In doing so, the Indian Rupee (INR) pair also benefits from the US dollar’s retreat ahead of the key Nonfarm Payrolls (NFP). Further, the People’s Bank of China’s (PBOC) efforts to defend the Chinese Yuan (CNY) join the broad optimism in Asia to also favor the USD/INR pair sellers of late.
However, firmer Treasury yields and hawkish Fed bets keep the pair buyers hopeful. On the same line could be the recently firmer Oil price, which in turn has inverse relations with the INR due to India’s reliance on energy imports and a record deficit. Furthermore, covid woes in China and fears of recession elsewhere, as well as the hawkish Fed, tease the USDINR bears.

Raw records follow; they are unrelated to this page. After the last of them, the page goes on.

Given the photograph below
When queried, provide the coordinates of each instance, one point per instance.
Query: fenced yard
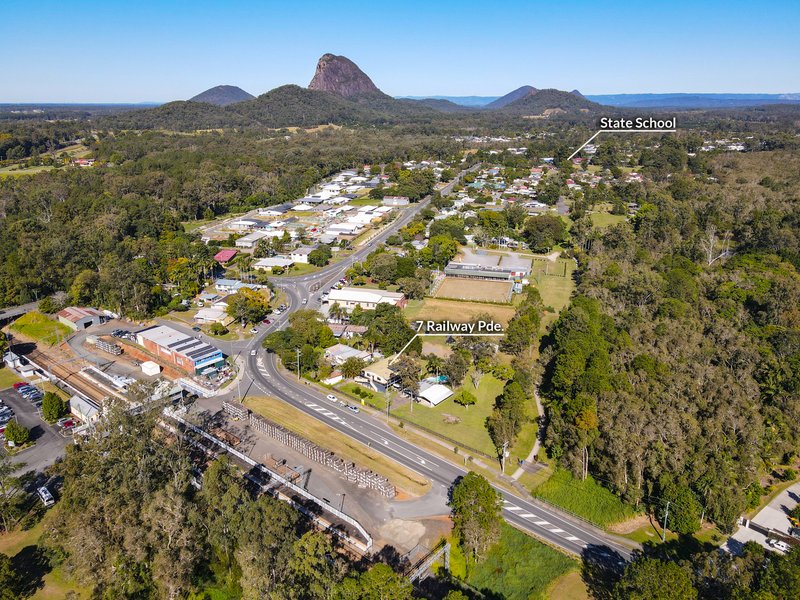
(475, 290)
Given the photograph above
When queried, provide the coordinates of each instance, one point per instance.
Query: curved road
(573, 536)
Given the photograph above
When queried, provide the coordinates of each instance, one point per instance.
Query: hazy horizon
(170, 50)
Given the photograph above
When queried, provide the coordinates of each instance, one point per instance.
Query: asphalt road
(49, 444)
(571, 535)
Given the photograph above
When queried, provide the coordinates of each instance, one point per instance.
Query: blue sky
(148, 50)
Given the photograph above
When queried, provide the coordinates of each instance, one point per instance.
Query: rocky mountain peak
(340, 75)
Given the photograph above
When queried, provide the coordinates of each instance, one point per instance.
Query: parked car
(778, 544)
(45, 496)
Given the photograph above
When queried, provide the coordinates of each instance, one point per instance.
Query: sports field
(475, 290)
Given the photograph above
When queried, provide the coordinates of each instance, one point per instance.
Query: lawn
(470, 431)
(555, 284)
(602, 220)
(587, 499)
(54, 584)
(364, 201)
(568, 587)
(352, 390)
(7, 378)
(344, 446)
(42, 328)
(519, 567)
(298, 269)
(437, 309)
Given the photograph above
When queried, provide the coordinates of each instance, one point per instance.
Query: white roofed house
(339, 353)
(350, 297)
(300, 255)
(251, 239)
(271, 262)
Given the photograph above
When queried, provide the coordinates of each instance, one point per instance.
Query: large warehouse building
(183, 351)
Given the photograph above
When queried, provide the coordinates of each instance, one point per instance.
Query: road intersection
(262, 372)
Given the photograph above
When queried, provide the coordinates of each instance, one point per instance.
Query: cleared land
(569, 587)
(602, 219)
(587, 499)
(460, 288)
(7, 378)
(470, 430)
(347, 448)
(438, 309)
(519, 567)
(40, 327)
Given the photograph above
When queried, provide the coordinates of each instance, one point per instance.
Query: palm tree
(337, 312)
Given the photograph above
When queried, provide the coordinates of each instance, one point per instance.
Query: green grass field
(40, 327)
(365, 201)
(438, 309)
(602, 219)
(519, 567)
(587, 499)
(554, 281)
(351, 389)
(471, 430)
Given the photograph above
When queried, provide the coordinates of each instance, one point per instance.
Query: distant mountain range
(341, 93)
(684, 101)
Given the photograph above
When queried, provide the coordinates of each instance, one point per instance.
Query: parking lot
(49, 444)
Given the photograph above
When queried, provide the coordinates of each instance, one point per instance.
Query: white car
(778, 544)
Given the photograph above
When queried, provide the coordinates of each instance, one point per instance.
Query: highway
(571, 535)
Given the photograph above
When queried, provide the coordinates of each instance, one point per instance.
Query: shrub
(16, 433)
(53, 407)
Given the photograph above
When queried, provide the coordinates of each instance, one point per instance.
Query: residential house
(367, 298)
(339, 353)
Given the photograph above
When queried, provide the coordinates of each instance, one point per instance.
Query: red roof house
(224, 256)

On Thursday, the USDINR pair initially rose to the highest levels in three weeks before retreating from 83.18. The pullback moves could be linked to the market’s optimism after the Reserve Bank of India’s (RBI) inflation talks. “The Reserve Bank of India's monetary policy committee met on Thursday to discuss the bank's report to the government for having failed to meet its inflation targets for three straight quarters for the first time since it was set up in 2016,” said Reuters. The news also mentioned that India's central bank will not immediately release details of the report to the government, Governor Shaktikanta Das said.
Elsewhere, US ISM Services PMI for October dropped to 54.4 from 56.7 prior and 55.5 market consensus. However, the Factory Orders matched 0.3% forecast versus 0.2% upwardly revised previous readings. It should be noted that the US S&P Global Composite PMI and Services PMI got an upward revision from their preliminary readings for the stated month whereas the Initial Jobless Claims eased to 217K for the week ended on October 28 versus 220K expected and 218K prior. On the other hand, US inflation expectations, as per the 10-year and 5-year breakeven inflation rates per the St. Louis Federal Reserve (FRED) data, dropped to the lowest levels since October 19 and 13 in that order.
Amid these plays, the Wall Street benchmarks closed in the red while the US 10-year Treasury yields refreshed a one-week high to 4.22% before retreating to 4.15%. Notably, the US 2-year bond coupons rose to the highest levels since 2007. It should be noted that the S&P 500 Futures remain indecisive while the yields are sidelined at the latest, which in turn portrays the sluggish markets and allow USDINR to remain weak.
Moving on, the US jobs report for October will be crucial for near-term directions. Forecasts suggest that the headline US Nonfarm Payrolls (NFP) could ease to 200K in October from 263K prior while the US Unemployment Rate may increase to 3.6% from 3.5% prior.
Bearish MACD signals join the RSI (14) retreat to favor the USDINR sellers in breaking the 82.60 support, comprising an ascending trend line from October 27. However, the late October swing low near 81.90 appears a tough nut to crack for the pair sellers. That said, recovery needs a daily closing beyond 83.00 to convince buyers.